This week’s alumni dvar torah is by Alex Zaloum
At the giving of the Torah, the entire Jewish nation stood at the foot of Mount Sinai and heard the Divine command: “I am the Lord your G-d, Who took you out of the land of Egypt, out of the house of bondage. You shall have no other gods before Me” (Shemos 20:2-3).
Just forty days later, upon seeing that Moses had delayed in descending the mountain, the people demanded of Aaron: “Rise up, make for us gods that will go before us, for this man Moses who brought us up from the land of Egypt – we do not know what became of him” (Shemos 32:1).
The question is simple: what were the Jewish people thinking?

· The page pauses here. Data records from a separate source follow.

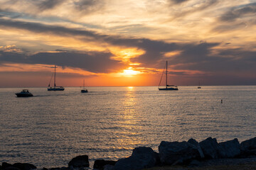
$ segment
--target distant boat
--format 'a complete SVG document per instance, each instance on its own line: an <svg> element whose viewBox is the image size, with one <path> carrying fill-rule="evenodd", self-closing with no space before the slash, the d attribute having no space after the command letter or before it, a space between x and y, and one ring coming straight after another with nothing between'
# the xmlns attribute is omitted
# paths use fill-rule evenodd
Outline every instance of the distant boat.
<svg viewBox="0 0 256 170"><path fill-rule="evenodd" d="M85 80L83 80L82 89L81 90L81 93L88 93L88 90L85 89Z"/></svg>
<svg viewBox="0 0 256 170"><path fill-rule="evenodd" d="M201 86L200 86L200 81L199 81L199 85L198 86L198 89L201 89Z"/></svg>
<svg viewBox="0 0 256 170"><path fill-rule="evenodd" d="M33 94L28 89L23 89L21 92L15 94L17 97L32 97Z"/></svg>
<svg viewBox="0 0 256 170"><path fill-rule="evenodd" d="M168 85L167 84L167 77L168 77L168 68L167 68L167 67L168 67L168 62L166 61L166 86L165 86L165 88L160 88L159 86L160 86L160 84L161 84L161 79L162 79L162 77L163 77L163 74L164 74L164 72L163 72L163 74L162 74L162 76L161 76L161 80L160 80L160 82L159 82L159 90L178 90L178 86L174 86L174 85Z"/></svg>
<svg viewBox="0 0 256 170"><path fill-rule="evenodd" d="M48 91L63 91L65 90L65 88L63 86L56 86L56 84L55 84L55 79L56 79L56 65L54 66L54 86L53 87L50 86L50 84L51 81L51 78L50 78L50 81L48 85Z"/></svg>

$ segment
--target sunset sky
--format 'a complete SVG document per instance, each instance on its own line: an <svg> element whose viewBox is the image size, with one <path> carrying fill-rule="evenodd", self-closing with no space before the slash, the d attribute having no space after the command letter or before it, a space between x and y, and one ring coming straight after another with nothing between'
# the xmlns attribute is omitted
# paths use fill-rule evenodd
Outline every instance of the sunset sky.
<svg viewBox="0 0 256 170"><path fill-rule="evenodd" d="M256 0L0 0L0 87L256 84Z"/></svg>

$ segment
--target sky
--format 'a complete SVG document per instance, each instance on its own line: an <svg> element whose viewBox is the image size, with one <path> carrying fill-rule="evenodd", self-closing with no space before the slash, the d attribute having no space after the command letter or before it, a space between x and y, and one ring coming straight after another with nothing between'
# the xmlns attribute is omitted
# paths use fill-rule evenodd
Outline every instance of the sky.
<svg viewBox="0 0 256 170"><path fill-rule="evenodd" d="M256 85L256 0L0 0L0 87Z"/></svg>

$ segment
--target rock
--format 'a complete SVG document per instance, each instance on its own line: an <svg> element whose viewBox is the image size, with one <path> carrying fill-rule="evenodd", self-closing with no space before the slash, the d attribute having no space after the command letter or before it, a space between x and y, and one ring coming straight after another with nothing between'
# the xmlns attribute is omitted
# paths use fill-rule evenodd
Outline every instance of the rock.
<svg viewBox="0 0 256 170"><path fill-rule="evenodd" d="M218 159L218 142L215 138L210 137L205 140L199 142L199 145L202 149L203 153L206 158Z"/></svg>
<svg viewBox="0 0 256 170"><path fill-rule="evenodd" d="M195 147L196 147L199 154L200 154L200 158L204 158L204 154L203 153L202 149L201 148L199 143L194 139L191 138L188 141L188 143L193 144Z"/></svg>
<svg viewBox="0 0 256 170"><path fill-rule="evenodd" d="M237 138L218 144L218 152L220 158L234 158L240 155L240 147Z"/></svg>
<svg viewBox="0 0 256 170"><path fill-rule="evenodd" d="M11 166L8 166L8 167L4 169L4 170L21 170L21 169L17 167Z"/></svg>
<svg viewBox="0 0 256 170"><path fill-rule="evenodd" d="M6 168L7 168L9 166L12 166L11 164L8 164L7 162L3 162L1 167L3 169L5 169Z"/></svg>
<svg viewBox="0 0 256 170"><path fill-rule="evenodd" d="M114 170L114 166L107 164L107 165L104 166L104 170Z"/></svg>
<svg viewBox="0 0 256 170"><path fill-rule="evenodd" d="M71 159L70 162L68 162L68 166L73 166L74 168L77 167L89 167L89 160L88 160L88 156L87 155L80 155L78 156L73 159Z"/></svg>
<svg viewBox="0 0 256 170"><path fill-rule="evenodd" d="M198 166L201 165L201 162L198 162L198 160L192 160L190 163L189 163L189 166Z"/></svg>
<svg viewBox="0 0 256 170"><path fill-rule="evenodd" d="M240 148L243 154L247 156L256 155L256 137L242 142Z"/></svg>
<svg viewBox="0 0 256 170"><path fill-rule="evenodd" d="M70 166L72 167L72 166ZM49 170L70 170L71 168L70 167L61 167L61 168L59 168L59 167L57 167L57 168L50 168L49 169Z"/></svg>
<svg viewBox="0 0 256 170"><path fill-rule="evenodd" d="M160 161L163 164L175 165L200 157L198 148L188 142L162 141L159 146Z"/></svg>
<svg viewBox="0 0 256 170"><path fill-rule="evenodd" d="M104 166L105 166L107 164L114 165L116 162L115 162L115 161L106 161L106 160L104 160L102 159L96 159L93 164L93 169L103 170Z"/></svg>
<svg viewBox="0 0 256 170"><path fill-rule="evenodd" d="M120 159L114 166L114 170L139 170L151 168L159 163L159 154L150 147L137 147L130 157Z"/></svg>
<svg viewBox="0 0 256 170"><path fill-rule="evenodd" d="M15 163L13 164L13 166L18 168L21 170L31 170L36 169L36 166L28 163Z"/></svg>

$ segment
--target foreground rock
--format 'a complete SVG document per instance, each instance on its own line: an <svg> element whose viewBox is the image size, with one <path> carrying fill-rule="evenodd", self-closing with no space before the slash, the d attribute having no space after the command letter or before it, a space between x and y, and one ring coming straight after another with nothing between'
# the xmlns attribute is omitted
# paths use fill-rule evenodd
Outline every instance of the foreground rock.
<svg viewBox="0 0 256 170"><path fill-rule="evenodd" d="M240 144L241 152L243 157L256 155L256 137L242 142Z"/></svg>
<svg viewBox="0 0 256 170"><path fill-rule="evenodd" d="M238 139L218 144L218 153L220 158L235 158L240 154L240 145Z"/></svg>
<svg viewBox="0 0 256 170"><path fill-rule="evenodd" d="M159 163L159 154L150 147L137 147L132 156L121 159L115 164L114 170L139 170L151 168Z"/></svg>
<svg viewBox="0 0 256 170"><path fill-rule="evenodd" d="M241 144L238 139L217 142L215 138L208 137L201 142L193 139L188 142L162 141L159 146L159 153L150 147L137 147L130 157L117 162L96 159L94 169L99 170L139 170L158 165L188 165L201 166L210 164L244 162L256 160L256 137ZM239 158L239 159L238 159ZM43 168L42 170L85 170L89 167L87 155L76 157L68 163L68 167ZM33 170L36 166L31 164L3 162L0 170Z"/></svg>
<svg viewBox="0 0 256 170"><path fill-rule="evenodd" d="M70 167L71 166L74 168L89 167L88 156L81 155L72 159L71 161L68 162L68 166Z"/></svg>
<svg viewBox="0 0 256 170"><path fill-rule="evenodd" d="M218 142L215 138L210 137L199 142L199 145L203 150L203 153L206 159L217 159L218 154Z"/></svg>
<svg viewBox="0 0 256 170"><path fill-rule="evenodd" d="M161 163L166 165L176 165L193 159L203 157L198 146L185 141L181 142L162 141L159 150Z"/></svg>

According to Rashi, the people sought a substitute for Moses to lead them into the the land of Canaan. As a shepherd of faith, Moses had provided the people with a concrete connection to the Almighty. Without him, the people feared their conquest of the land would be unsuccessful.
But if they were looking to replace a prophet, why did they make an idol? As revered as Moses was, the Jewish people never worshiped him like a god. Why jump to idolatry? For what purpose was the golden calf intended?

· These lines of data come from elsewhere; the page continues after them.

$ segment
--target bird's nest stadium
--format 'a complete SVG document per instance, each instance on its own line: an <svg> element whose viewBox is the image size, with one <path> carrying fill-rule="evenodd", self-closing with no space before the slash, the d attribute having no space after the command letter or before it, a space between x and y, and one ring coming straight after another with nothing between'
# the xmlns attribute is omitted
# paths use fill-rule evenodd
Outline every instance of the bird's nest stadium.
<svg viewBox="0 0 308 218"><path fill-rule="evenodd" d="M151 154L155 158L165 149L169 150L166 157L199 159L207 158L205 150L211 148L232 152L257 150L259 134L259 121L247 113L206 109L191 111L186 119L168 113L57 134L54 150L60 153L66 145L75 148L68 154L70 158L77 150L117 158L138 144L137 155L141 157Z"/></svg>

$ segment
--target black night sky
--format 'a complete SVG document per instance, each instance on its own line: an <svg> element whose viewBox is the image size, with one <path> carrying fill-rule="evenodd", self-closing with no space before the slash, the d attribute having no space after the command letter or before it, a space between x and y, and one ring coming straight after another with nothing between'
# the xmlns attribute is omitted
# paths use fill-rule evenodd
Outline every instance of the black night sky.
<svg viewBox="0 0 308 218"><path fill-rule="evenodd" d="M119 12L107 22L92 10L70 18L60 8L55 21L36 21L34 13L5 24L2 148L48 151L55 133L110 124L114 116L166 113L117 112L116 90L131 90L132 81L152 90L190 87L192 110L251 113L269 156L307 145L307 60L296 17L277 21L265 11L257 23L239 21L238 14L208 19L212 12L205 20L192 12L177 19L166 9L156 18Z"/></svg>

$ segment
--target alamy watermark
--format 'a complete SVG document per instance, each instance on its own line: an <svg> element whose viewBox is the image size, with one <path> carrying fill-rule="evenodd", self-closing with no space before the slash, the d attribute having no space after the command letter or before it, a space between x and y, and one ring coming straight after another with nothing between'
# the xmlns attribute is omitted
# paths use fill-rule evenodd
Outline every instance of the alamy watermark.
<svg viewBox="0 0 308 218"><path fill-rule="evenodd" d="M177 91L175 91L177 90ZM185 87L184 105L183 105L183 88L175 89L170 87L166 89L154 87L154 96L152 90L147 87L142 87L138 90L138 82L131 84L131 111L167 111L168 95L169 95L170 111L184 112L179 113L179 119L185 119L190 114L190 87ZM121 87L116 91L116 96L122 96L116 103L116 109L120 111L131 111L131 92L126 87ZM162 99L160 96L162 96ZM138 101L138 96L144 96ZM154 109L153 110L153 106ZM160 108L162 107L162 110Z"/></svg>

On the surface, a prophet and an idol serve similar functions. Both are, in theory, intermediaries between the people and the Divine, bridging the gap between heaven and earth. However, there is a fundamental distinction between the two: while a prophet connects the people to the Divine, an idol interposes between them.
A prophet strives to uplift the people to spiritual heights from which they can develop a deeper connection to G-d on their own. By imparting their wisdom, the prophet seeks to make the people spiritually independent. An idol, on the other hand, never empowers its worshipers. Instead, it makes them perpetually dependent upon a physical object for what feels like spiritual sustenance. Whereas a prophet serves as a spiritual guide, an idol is merely a spiritual crutch. The people built the golden calf because they failed to recognize the difference between the two.
Though we may not desire to worship idols like the golden calf in our day and age, the concept of idolatry remains very much alive. For, in essence, an idol is simply anything to which we ascribe power besides G-d Himself. Today, perhaps more than ever, we experience an incessant flow of vanities vying for our attention. But often those people, possessions and experiences which advertise themselves as offering the greatest fulfillment leave us feeling the deepest emptiness.
How can we determine if we are being offered something of true value or just ephemeral satisfaction? A simple test: when something in this world seems to say, “Look at me,” it is like an “idol,” with nothing real to offer us. On the other hand, when something calls to us as if to say, “Look beyond me,” it is like a “prophet,” pointing us towards the One who cannot be encapsulated in any form or experience. Whenever we encounter something or someone that captivates our attention, we can ask: to what is this pointing towards? Itself? Or something greater?
May we each find the clarity in our own lives to distinguish between the “idols” which lead us astray, and the “prophets” which bring us closer to the one true Source of all there is.
Alex Zaloum (Men’s Winter Beit Midrash 2016) is a senior at Harvard, where he serves as one of the gabbaim of the Harvard Hillel Orthodox minyan and co-President of the orthodox student group on campus.